We synced fast. She detected threats. I broke them down. We closed the breach before it could spread. Afterward, she mentioned a team. Something different.
I was unsure. I had worked alone for years. No layers. No red tape.
Then Ghost contacted me.
Ghost didn’t try to sell me anything. She showed me a breach simulation filled with rootkits, polymorphic infections, and stealthy cloud backdoors.
I analyzed it in silence while she observed.
When I finished, she said, “Now imagine doing that with real-time intel, behavioral analytics, and a partner who sees the anomalies before they become alerts.”
That’s when it clicked. I had been working in isolation, solving problems on my own. They were building something smarter, a coordinated system powered by speed, context, and shared insight. I said yes.
Inside the Immortal Cyber Team, I’m still the incident responder. But now, I’m not alone.
Pulse feeds me indicators the second something looks wrong. Ghost supplies attacker profiles, threat group behaviors, and cross-incident correlations that give my investigations extra depth. I respond faster because they detect sooner.
And when I show up, I bring everything. memory capture frameworks, network behavior mapping tools, and forensic scripts that flag shellbags, MFT anomalies, and registry pivots.
I isolate malicious DLLs, flag unauthorized trust relationships, and find hidden persistence mechanisms most systems never even log.
Each breach is a puzzle. A crime scene. A digital footprint of intent.
And I trace it back.
I don’t just respond. I teach.
If your team’s ever worked with me, you know I’m big on showing my work. I run walk-throughs, not whitepapers. I want you to see how the breach happened. I want your defenders asking smarter questions next time they see a weird login or an unexpected parent process.
I’ve trained financial institutions to spot signs of lateral movement before attackers gain persistence. I’ve helped healthcare teams recognize signs of cloud credential leaks. I’ve seen what works in the field, and I bring it back.
Because the more eyes that see the right things, the harder it gets for attackers to stay hidden.
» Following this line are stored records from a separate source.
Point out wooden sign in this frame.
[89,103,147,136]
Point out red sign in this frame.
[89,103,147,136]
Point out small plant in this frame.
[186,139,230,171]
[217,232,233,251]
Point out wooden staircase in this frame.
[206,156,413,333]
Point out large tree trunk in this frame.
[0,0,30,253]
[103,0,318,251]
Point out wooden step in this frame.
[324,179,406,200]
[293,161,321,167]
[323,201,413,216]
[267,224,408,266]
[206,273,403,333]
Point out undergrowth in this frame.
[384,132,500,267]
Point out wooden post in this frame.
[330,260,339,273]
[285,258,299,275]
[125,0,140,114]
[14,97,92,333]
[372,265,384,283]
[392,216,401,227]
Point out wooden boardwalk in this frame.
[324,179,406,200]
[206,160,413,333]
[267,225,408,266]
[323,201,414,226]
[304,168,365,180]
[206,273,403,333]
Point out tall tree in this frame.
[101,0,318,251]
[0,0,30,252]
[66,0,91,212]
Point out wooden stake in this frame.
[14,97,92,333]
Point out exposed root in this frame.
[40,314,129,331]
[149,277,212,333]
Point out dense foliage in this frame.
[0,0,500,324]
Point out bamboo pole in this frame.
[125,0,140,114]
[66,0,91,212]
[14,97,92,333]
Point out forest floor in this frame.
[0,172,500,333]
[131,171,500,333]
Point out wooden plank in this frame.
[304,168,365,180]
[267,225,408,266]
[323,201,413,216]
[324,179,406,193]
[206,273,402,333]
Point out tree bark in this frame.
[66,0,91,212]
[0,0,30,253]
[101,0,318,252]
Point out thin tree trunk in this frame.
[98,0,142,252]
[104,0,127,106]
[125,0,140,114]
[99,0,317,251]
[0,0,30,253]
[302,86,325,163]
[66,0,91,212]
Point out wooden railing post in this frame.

I joined the Immortal Cyber Team for one reason: containment.
Real response means reconstructing what happened, seeing how deep it goes, and neutralizing every part of the infection chain, without triggering fail-safes or tipping off adversaries.
And if your organization is hit, I won’t promise a magical fix. What I will do is show up with the tools, the mindset, and the focus to contain the threat and make your system stronger than it was before the breach.
Because every incident teaches us something. And I don’t forget what I’ve learned.
So, if you ever find yourself staring at an alert that feels off, like something’s hiding just out of view, remember this:
I see what others miss.
And if I’m already in your logs, we’re going to find it.